Cinéfranco


Cinéfranco is an annual film festival in Toronto, Ontario, Canada, which presents a weeklong program of both Canadian and international French language films.

History

The festival was established in 1997 by Marcelle Lean, a former chair of the Ontario Film Development Corporation, and was staged for the first time in February 1998. Lean remained the event's executive director as of 2015.
Unlike larger events such as the Toronto International Film Festival, all films throughout the week were screened in a single theatre venue. To establish broader audience appeal beyond the city's francophone community alone, all films were screened with English language subtitles.
Separately from the main festival, an annual youth program of films for children and teenagers is also staged each year.
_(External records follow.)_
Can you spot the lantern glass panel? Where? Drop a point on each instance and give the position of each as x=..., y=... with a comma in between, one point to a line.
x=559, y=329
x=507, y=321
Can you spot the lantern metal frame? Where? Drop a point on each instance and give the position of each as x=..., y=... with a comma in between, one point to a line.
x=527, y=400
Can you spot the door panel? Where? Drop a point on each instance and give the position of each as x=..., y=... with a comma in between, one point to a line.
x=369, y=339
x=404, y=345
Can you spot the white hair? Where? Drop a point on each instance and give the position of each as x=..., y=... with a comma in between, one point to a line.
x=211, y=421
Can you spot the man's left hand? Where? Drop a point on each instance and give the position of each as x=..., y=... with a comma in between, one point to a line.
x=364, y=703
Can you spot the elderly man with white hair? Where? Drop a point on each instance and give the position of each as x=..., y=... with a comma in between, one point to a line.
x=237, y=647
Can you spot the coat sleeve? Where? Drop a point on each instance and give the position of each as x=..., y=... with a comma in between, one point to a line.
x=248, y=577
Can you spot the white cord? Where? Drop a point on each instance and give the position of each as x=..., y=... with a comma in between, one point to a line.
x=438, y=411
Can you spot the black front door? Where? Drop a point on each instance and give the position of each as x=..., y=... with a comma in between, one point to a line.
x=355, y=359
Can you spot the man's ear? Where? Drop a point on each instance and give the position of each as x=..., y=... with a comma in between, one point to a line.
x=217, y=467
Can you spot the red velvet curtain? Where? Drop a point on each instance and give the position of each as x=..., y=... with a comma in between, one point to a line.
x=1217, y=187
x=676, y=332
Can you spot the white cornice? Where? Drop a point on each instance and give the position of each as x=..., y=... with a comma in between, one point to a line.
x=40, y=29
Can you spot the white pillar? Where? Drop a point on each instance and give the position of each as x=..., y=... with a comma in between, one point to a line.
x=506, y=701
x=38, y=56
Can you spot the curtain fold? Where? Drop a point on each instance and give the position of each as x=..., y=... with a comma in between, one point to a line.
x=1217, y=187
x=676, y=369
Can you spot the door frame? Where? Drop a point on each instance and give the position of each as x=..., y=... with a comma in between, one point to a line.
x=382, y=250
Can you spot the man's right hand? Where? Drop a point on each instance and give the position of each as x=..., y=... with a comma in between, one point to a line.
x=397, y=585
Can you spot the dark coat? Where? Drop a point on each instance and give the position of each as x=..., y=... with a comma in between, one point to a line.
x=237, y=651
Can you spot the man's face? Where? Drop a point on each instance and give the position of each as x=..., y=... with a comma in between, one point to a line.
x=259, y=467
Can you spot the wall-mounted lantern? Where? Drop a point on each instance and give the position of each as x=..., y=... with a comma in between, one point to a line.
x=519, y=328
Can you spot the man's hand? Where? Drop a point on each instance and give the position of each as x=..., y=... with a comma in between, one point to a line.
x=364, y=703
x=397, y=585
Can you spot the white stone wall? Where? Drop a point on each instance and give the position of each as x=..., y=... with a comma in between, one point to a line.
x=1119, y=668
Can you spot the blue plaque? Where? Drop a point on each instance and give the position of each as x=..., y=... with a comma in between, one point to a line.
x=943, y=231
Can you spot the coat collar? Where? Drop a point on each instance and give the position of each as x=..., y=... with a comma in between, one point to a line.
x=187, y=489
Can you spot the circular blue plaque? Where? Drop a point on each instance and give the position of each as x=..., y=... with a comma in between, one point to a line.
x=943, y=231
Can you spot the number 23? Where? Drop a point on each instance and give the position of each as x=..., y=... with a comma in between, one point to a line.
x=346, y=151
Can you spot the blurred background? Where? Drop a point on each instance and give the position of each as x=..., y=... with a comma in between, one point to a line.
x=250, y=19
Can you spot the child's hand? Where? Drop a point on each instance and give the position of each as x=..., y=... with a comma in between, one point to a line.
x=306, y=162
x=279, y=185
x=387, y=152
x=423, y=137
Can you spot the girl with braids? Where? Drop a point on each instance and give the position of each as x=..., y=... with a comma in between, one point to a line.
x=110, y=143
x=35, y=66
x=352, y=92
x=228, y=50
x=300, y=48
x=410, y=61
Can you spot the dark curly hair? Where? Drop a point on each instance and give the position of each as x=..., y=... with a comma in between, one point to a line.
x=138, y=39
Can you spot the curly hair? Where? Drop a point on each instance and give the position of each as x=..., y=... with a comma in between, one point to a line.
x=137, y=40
The separate youth program was launched for the first time in 2007.
The festival presented an annual award, the Radio-Canada Audience Award, to the film voted by festival attendees as the best film in that year's program. TFO also formerly sponsored an award for the most popular film in the youth program.
In 2015, Lean told L'Express de Toronto that the festival was in financial trouble and may be forced to cease operations if it could not renegotiate its operational support and sponsorship agreements. The main festival was initially cancelled in 2016, although the youth program was still staged; instead, La Tournée du cinéma québécois, a program of Québec Cinéma which presents a touring minifestival of Quebec films in various locations across Canada, added an event in Toronto to its schedule. The event was later revived, however, with a smaller-scale Cinéfranco presented in October 2016 at the Alliance française de Toronto.